Silk Road Trip Day 5 - Xian and the Terra Cotta Warriors

For the past few nights, I've been emailing these entries from Yahoo, rather than going in through the Blogger Dashboard.  While some of the Chinese characters look the same, there are none of the other helpful Japanese scripts to help.  So, please ignore the advertising that gets attached to the bottom of the entries.
That short disclaimer out of the way, let's continue.
I'm back in the same Internet cafe as we were in last night.  After the blogging duties for the day were complete, Steve and I logged onto one of those online shooter games, Counter Strike, I think.  We kept hitting buttons until we got into a game with three other guys, and through trial and error, kept getting ourselves killed for a whole hour.  It was a good time, though, and we actually did win one of the 30 or so three minute rounds that we played.  It was only in the last few minutes that we realized that we could have been using heavy weaponry rather than the dinky little 9mm pistols that we'd been fighting with.  Up until that, we'd have to gang up on one of the guys, kill him, and steal his gun; then, turn it on his friends.  This worked, but it was ugly.  We did taht for about an hour before heading back to the hotel.
We still got up early this morning so we could take a wander through the Muslim Quarter of Xian.  Having been in my share of other Muslim Quarters, it was really interesting to see the contrasts of a Muslim society outside of Arabia or North Africa.  There's a gorgeous mosque, the largest in China, which has a really different feel to it.  Much more ornate and Oriental looking, with Terra cotta roof, and even depictions of living creatures (though mythical - i.e., dragons) around the garden-like courtyard. 

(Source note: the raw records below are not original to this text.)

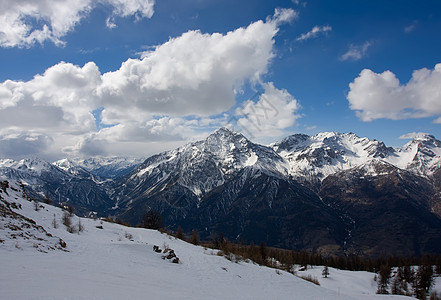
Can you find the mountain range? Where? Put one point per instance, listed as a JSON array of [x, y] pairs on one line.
[[334, 193]]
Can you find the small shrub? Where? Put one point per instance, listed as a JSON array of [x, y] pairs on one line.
[[310, 278], [194, 239], [80, 226], [54, 222], [180, 233]]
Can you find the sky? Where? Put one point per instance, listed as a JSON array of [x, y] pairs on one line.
[[83, 78]]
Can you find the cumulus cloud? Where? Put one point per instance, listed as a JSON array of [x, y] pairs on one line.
[[274, 111], [26, 22], [381, 95], [162, 98], [315, 31], [356, 52], [194, 74], [412, 135], [61, 99], [23, 144]]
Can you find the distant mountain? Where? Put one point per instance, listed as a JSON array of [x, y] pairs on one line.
[[228, 184], [104, 167], [324, 192], [387, 209], [42, 179], [332, 192]]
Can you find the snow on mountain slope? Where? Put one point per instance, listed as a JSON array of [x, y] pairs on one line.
[[326, 153], [421, 155], [315, 157], [118, 262], [108, 167], [204, 165], [359, 284]]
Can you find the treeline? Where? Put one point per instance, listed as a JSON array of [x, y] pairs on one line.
[[259, 253]]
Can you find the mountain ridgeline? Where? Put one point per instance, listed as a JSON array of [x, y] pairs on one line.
[[331, 193]]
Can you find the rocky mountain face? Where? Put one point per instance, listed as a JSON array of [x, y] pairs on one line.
[[332, 192], [41, 179]]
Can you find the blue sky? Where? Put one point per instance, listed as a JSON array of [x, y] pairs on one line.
[[135, 77]]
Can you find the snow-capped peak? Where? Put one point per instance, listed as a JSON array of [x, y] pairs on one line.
[[315, 157]]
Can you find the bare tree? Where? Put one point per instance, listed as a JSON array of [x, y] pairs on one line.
[[151, 220]]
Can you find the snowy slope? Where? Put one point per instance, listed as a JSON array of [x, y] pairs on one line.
[[359, 284], [206, 164], [315, 157], [117, 262], [107, 167]]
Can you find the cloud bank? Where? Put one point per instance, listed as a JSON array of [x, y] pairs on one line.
[[149, 104], [382, 96], [315, 31], [356, 52], [26, 22]]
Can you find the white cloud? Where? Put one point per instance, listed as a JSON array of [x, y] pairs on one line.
[[282, 15], [26, 22], [175, 92], [356, 52], [374, 96], [315, 31], [412, 135], [194, 74], [275, 111], [23, 144]]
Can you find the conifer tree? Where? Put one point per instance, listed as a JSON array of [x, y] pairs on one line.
[[383, 280], [325, 272]]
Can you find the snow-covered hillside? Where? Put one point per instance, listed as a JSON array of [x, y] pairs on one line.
[[107, 167], [110, 261], [313, 158]]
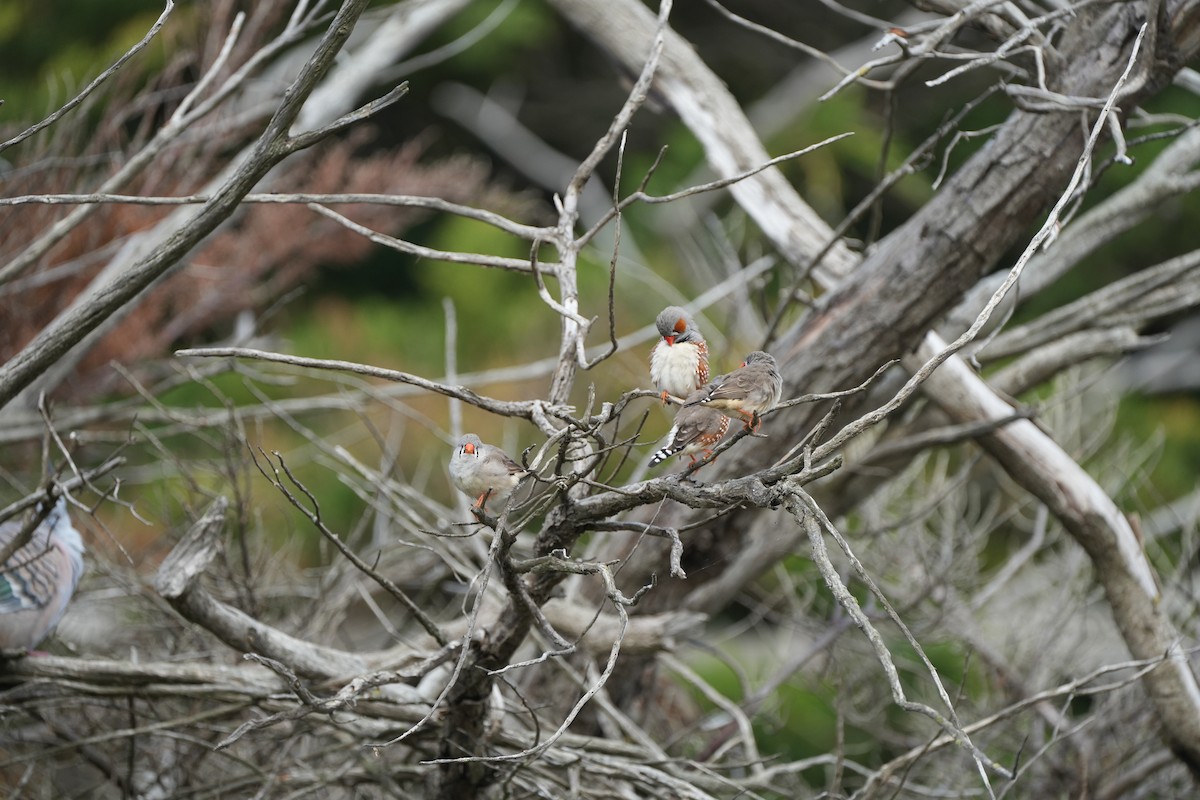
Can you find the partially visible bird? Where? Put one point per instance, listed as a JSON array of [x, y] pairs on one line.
[[749, 391], [679, 360], [477, 469], [37, 581], [697, 428]]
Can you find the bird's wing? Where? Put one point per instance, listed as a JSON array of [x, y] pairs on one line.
[[34, 573]]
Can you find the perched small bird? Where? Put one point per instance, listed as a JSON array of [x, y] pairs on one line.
[[477, 469], [679, 360], [37, 581], [697, 428], [748, 391]]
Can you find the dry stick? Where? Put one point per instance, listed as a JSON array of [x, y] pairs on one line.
[[1073, 689], [180, 120], [1044, 234], [95, 84], [808, 515], [553, 564], [313, 516], [271, 148], [295, 198], [504, 408]]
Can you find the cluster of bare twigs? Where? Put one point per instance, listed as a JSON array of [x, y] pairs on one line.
[[573, 644]]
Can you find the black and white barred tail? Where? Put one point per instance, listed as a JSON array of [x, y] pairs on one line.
[[672, 447]]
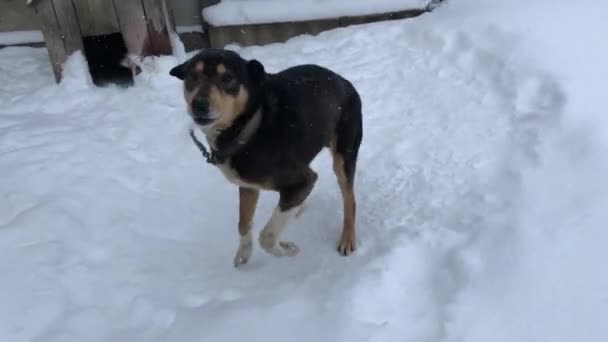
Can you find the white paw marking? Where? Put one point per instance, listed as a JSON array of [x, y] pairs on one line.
[[243, 253]]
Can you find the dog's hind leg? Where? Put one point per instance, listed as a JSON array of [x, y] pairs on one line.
[[248, 199], [290, 201], [345, 148]]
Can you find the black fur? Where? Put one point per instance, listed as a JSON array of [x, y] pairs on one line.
[[303, 108]]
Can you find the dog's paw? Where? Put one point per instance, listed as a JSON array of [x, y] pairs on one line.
[[289, 248], [243, 253], [346, 246], [300, 210]]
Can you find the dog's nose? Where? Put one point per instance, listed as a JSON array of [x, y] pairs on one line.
[[200, 106]]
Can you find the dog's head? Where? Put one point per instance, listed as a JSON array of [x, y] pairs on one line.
[[219, 85]]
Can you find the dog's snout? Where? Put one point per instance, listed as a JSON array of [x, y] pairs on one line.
[[200, 105]]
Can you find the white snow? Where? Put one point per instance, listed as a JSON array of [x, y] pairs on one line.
[[189, 28], [481, 186], [20, 37], [238, 12]]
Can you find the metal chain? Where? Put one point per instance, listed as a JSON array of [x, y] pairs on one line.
[[210, 157]]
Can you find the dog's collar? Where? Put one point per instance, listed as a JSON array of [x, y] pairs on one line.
[[246, 132], [219, 155]]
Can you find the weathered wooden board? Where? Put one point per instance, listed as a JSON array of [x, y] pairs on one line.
[[61, 40], [68, 24], [132, 23], [158, 31], [96, 17]]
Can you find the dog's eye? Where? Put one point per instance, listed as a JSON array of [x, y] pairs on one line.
[[227, 80], [193, 76]]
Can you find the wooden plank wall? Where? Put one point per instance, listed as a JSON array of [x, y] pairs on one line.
[[61, 31], [143, 37], [96, 17]]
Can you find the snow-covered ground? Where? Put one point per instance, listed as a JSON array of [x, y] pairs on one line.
[[238, 12], [481, 186]]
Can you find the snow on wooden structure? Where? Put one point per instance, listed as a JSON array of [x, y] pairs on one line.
[[144, 25], [259, 22]]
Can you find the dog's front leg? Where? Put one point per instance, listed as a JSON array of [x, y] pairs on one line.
[[290, 201], [248, 199]]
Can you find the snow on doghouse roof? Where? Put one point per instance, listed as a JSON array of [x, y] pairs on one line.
[[238, 12]]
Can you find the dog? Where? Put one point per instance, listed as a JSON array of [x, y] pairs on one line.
[[264, 129]]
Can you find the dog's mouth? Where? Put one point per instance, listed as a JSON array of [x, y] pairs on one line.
[[202, 120]]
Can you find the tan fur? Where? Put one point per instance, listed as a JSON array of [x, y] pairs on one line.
[[233, 177], [189, 95], [228, 107], [248, 199], [347, 241]]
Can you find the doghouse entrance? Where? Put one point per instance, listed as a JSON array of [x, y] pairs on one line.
[[104, 54]]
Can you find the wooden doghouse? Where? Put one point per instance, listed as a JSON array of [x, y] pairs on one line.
[[141, 26]]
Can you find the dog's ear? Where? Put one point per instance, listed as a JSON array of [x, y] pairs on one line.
[[179, 71], [256, 71]]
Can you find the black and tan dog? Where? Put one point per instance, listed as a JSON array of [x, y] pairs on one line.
[[265, 129]]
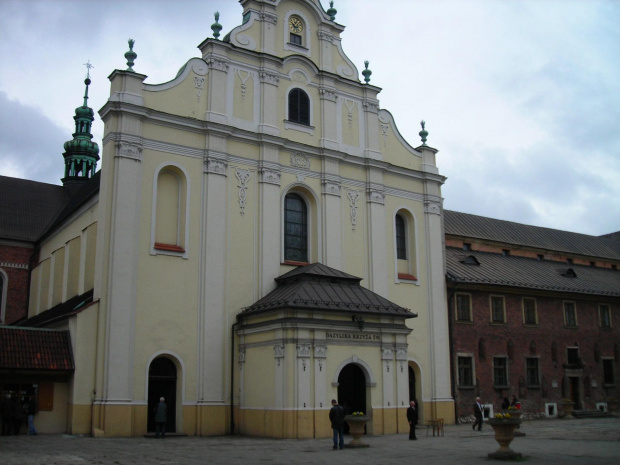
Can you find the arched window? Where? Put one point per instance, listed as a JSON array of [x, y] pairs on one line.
[[295, 228], [405, 246], [3, 283], [299, 107], [401, 238], [170, 211]]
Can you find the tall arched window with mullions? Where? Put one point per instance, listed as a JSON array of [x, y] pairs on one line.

We also tooled around past some of the shops as they were getting ready for the day.  There were plenty of murder scene butcher shops with various and sundry organs for sale.  We saw livers and lungs and stomachs, and watched a guy for a while as he hacked at cow spines and pelvises with an axe.  Scary.  There were a lot of songbirds for sale, and in front of one store, three guys were feeding baby birds with chopsticks and dog-food.  Deb tried to take a picture, but got yelled at.  Steve and I took advantage of the distraction and snapped away. 
Finally, we all split up.  Steve went for a bike ride, Deb for Starbucks, and I did a little shopping before heading for the city walls.  Turns out that it cost 40 yuan to go up, so I chose to head back to the room and get ready to check out. 
After we all assembled in the lobby at about noon, we headed for lunch at a local noodle shop.  This particular place was somewhat traditional, in that they served beer in bowls.  Strange, but a nice way to quench the thirst.  Just be careful when you say, "Ganbei!" or someone's going to get wet.  KY also got a small bottle of the local wine, which tasted more like sake flavored cough syrup.  It was apparently about 57 proof, and burned going down.  We didn't drink too much, though, because after lunch we were driving out of town to see the Terra Cotta Warriors.
The Emperor Qin, in about 200BC, decided to create a huge mausoleum complex honoring himself, and made pretty much a complete replica of his army, with upwards of 6000 soldiers, horses, and chariots.  They were all cast with the actual faces of his soldiers (well, not their actual faces, because what good are real soldiers if you peel off their faces to put on fake ones...but I digress), so each soldier is a unique creation.  2000 years later, a farmer digging a well discovered them.  He was sitting in the entrance hall with a big sign that says "No Photo," looking very bored.
We saw a short movie in surround-a-vision, and spent a couple of hours walking around the different pits where the soldiers were found.  Pit one had over 1000 soldiers in ranks, drawn up in the accurate order of battle of the day.  Pit 2 was mostly horsemen, chariots, and archers, and mostly still un-reclaimed.  Pit 3 was the command post.  All in all, it definitely lives up to its billing as the 8th wonder of the world.
Now, gotta run as I'm catching a train for Lanzhou tonight.  More later, when I can.